Le sort tragique de Rubén Torres, un Hondurien de 37 ans débouté de sa demande d’asile en France, a mis en lumière les conséquences dramatiques des retours forcés d’exilés vers des pays considérés comme dangereux. Selon Libération, ce père de famille est retourné au Honduras fin février après l’annonce de son obligation de quitter le territoire français (OQTF). Dix jours plus tard, son corps était retrouvé sans vie dans un ravin, alors qu’il affirmait vivre sous la menace d’un gang local. À Bordeaux, un rassemblement est prévu le 20 mai pour lui rendre hommage et dénoncer les failles du système d’accueil des exilés.
Ce qu'il faut retenir
- Rubén Torres, 37 ans, a été débouté de sa demande d’asile en France avant de retourner au Honduras fin février 2026.
- Dix jours après son retour, son corps a été retrouvé dans un ravin, selon Libération.
- Il avait indiqué vivre sous la menace d’un gang local dans son pays d’origine.
- Un rassemblement est organisé à Bordeaux le 20 mai 2026 pour lui rendre hommage.
- Cet événement soulève des questions sur les risques encourus par les exilés renvoyés dans des pays jugés dangereux.

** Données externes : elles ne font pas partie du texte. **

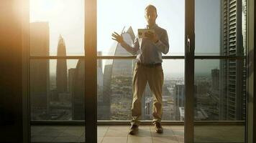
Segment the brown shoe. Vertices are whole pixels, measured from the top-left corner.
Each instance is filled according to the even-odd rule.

Un retour sous le signe de l’urgence et de la précarité
Selon les informations rapportées par Libération, Rubén Torres avait appris son OQTF alors qu’il résidait en France depuis plusieurs années. Cette décision administrative, qui lui ordonnait de quitter le territoire sous peine d’être expulsé, a constitué un tournant dans son parcours. « Quand il a appris pour son OQTF, ça a été une déflagration », a témoigné un proche cité par le quotidien. Le 28 février 2026, après des mois d’incertitude, il a pris la décision de rentrer au Honduras, malgré les risques encourus dans un pays marqué par la violence des gangs et l’insécurité généralisée.
Ses craintes n’étaient pas infondées. Dans une région où les groupes criminels exercent un contrôle territorial strict, les exilés de retour sont souvent perçus comme des cibles. D’après des rapports d’ONG, les Honduriens renvoyés depuis l’étranger subissent régulièrement des pressions, voire des violences, en raison de leur statut de « traître » aux yeux des gangs. Rubén Torres, qui vivait dans une zone sous l’influence d’un cartel local, n’a pas échappé à ce destin.
Une mort qui interroge les politiques migratoires françaises
Son cas illustre les limites des dispositifs d’éloignement forcé, particulièrement lorsque les pays de retour sont considérés comme dangereux par les autorités internationales. D’après Libération, l’OQTF avait été délivrée malgré les alertes sur la situation sécuritaire au Honduras, où le taux d’homicides reste l’un des plus élevés au monde. En 2025, l’ONG Human Rights Watch avait déjà pointé du doigt les risques encourus par les exilés renvoyés vers ce pays d’Amérique centrale.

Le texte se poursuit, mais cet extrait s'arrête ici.